While the effects of heavy metals and TOPs on microorganisms in the environment have recently received considerable attentions (Jackson et al., 2015, Dombrowski et al., 2016), the ecological consequences of the complex combined pollution associated with e-waste recycling on microbial assemblages in natural settings, especially aquatic environments, remain largely unknown. A recent attempt has investigated the composition and diversity of microbial communities in soils at multiple e-waste recycling sites (Liu et al., 2015). Although documenting drastic shifts of community members largely driven by soil physiochemical variables and organic pollutants, such findings are confined to the community structure at these highly contaminated sites. Furthermore, it remains unclear how community functions are affected by and respond to the stressful conditions caused by the complex combined pollution of heavy metals and TOPs.

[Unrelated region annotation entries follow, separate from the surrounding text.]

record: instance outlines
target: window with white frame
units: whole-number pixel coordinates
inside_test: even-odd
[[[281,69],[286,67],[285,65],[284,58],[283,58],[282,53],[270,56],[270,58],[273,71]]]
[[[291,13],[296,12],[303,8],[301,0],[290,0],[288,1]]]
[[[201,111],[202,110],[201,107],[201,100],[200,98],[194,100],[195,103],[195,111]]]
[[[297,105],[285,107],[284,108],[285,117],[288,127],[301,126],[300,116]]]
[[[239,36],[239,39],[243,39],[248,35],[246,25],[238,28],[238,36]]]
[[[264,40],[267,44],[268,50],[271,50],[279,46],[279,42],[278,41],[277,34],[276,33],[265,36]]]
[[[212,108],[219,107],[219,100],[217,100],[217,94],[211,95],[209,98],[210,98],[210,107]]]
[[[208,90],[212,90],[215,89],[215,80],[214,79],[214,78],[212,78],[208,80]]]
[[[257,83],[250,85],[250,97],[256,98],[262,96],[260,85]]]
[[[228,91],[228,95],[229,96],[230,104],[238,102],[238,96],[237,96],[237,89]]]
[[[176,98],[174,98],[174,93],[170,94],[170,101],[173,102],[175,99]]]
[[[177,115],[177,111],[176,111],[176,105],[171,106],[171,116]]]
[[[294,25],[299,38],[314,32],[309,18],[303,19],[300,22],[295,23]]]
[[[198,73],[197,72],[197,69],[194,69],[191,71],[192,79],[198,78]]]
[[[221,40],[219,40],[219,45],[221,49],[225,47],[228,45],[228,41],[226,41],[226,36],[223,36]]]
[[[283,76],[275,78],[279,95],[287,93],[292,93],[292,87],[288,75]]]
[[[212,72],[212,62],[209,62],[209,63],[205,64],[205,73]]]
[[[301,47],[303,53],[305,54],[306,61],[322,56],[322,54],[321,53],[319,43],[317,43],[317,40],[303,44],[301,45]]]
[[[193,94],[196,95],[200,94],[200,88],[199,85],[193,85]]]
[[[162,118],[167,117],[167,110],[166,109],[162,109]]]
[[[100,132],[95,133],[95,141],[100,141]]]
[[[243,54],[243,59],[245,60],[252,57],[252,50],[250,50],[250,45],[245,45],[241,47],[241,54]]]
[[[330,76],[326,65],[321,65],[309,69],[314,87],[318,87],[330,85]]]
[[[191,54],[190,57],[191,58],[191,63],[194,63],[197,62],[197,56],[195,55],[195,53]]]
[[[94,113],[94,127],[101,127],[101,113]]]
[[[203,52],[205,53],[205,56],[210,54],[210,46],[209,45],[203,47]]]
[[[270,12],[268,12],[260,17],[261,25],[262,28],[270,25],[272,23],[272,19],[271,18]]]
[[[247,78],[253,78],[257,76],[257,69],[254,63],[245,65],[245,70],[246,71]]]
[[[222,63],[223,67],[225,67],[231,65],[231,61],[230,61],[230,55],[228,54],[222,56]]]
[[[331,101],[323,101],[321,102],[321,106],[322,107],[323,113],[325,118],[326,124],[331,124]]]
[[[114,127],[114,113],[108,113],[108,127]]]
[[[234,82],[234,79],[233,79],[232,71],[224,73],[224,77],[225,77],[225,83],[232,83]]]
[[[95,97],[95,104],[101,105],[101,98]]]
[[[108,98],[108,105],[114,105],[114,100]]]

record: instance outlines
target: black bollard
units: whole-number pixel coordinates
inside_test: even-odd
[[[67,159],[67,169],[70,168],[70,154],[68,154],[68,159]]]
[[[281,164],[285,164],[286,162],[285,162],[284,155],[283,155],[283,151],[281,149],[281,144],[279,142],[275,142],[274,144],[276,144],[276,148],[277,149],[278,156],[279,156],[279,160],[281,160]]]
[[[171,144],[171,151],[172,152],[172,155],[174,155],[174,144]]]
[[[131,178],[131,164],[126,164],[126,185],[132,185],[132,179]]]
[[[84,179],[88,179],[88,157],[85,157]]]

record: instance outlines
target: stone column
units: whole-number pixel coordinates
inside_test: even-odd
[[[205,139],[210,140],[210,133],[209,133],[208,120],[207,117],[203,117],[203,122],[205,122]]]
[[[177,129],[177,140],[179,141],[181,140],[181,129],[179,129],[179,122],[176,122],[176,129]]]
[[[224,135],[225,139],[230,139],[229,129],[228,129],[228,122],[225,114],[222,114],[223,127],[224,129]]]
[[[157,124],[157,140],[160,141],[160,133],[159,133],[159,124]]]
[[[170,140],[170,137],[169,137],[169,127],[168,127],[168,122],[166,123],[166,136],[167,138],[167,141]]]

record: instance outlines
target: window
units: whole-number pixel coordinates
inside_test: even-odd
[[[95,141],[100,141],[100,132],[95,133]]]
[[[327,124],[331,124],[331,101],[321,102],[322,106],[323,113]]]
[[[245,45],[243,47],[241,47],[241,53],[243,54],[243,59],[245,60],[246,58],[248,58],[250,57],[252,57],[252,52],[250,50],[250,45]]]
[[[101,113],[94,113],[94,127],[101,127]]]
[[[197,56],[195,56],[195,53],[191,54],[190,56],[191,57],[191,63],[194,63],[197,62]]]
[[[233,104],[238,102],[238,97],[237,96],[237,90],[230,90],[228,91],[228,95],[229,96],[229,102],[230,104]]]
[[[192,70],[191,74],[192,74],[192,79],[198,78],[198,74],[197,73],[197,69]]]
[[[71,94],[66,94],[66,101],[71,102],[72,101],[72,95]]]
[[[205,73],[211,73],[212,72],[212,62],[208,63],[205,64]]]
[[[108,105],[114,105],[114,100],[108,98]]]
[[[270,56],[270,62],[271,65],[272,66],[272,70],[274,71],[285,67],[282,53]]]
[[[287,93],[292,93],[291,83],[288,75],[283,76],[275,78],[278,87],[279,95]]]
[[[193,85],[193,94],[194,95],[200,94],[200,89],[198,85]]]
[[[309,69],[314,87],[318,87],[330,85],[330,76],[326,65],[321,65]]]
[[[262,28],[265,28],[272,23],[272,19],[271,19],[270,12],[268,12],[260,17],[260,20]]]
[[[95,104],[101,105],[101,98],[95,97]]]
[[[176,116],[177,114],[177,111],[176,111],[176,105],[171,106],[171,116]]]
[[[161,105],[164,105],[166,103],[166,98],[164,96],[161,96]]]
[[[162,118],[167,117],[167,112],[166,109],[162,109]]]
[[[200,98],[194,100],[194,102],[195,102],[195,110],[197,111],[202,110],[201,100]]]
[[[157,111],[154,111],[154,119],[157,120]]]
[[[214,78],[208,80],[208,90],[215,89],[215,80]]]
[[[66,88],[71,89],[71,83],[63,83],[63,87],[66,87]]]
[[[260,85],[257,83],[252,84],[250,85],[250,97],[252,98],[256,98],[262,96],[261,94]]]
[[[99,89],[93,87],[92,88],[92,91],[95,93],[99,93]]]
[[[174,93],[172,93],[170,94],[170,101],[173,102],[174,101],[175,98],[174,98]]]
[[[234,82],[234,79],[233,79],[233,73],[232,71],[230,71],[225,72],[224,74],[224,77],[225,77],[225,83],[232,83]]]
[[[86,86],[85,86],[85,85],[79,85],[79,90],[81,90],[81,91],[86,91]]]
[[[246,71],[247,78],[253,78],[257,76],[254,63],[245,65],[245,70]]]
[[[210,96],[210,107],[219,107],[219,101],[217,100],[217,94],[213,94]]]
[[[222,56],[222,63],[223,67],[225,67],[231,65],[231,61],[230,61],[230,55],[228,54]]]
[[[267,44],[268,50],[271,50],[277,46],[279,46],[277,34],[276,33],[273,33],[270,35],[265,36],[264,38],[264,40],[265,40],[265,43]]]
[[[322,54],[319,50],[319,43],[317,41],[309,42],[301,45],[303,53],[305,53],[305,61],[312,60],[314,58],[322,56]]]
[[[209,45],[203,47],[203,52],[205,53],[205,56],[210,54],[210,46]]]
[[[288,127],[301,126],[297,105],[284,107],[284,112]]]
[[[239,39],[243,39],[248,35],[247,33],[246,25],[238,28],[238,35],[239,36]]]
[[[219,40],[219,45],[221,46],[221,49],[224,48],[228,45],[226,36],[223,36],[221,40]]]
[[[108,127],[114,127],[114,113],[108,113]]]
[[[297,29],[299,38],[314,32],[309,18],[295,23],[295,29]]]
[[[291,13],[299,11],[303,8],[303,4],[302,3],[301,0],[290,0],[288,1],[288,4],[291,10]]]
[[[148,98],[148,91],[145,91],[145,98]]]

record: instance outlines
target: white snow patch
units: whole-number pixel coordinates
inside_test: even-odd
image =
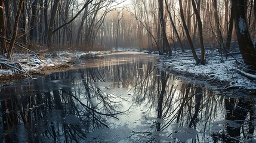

In the past two decades, many functional microbes (e.g., Pseudomonas spp., Sphingomonas spp. and Ochrobactrum spp.) degrading TOPs and resistant and tolerant to heavy metals have been isolated from the relevant e-waste polluted environments (An et al., 2011, Shi et al., 2013), and the subsequent experiments have uncovered molecular mechanisms of microbial degradation and resistance in these species (Field and Sierra-Alvarez, 2008, Haritash and Kaushik, 2009, Robrock et al., 2009). We hypothesized that the complex combined pollution associated with primitive e-waste processing may exert strong selective pressure on the microflora in the aquatic sediments, resulting in that microbes resistant and tolerant to heavy metals and degrading toxic organic compounds become dominant lineages and then the community function is changed to response to the complex combined pollution. Here we report an in-depth survey of the microbial assemblages in a series of sediments collected at cross sections from different locations along two rivers affected by extensive e-waste recycling activities. The objectives of this study were 1) to examine the composition and diversity of microbial communities in the e-waste contaminated river sediments; 2) to explore how community structure and function may be influenced by the complex combined pollution. The results provide insights into the potential ecological impacts of e-waste pollution on the microbial community structure and functions of sediments in these perturbated aquatic ecosystems.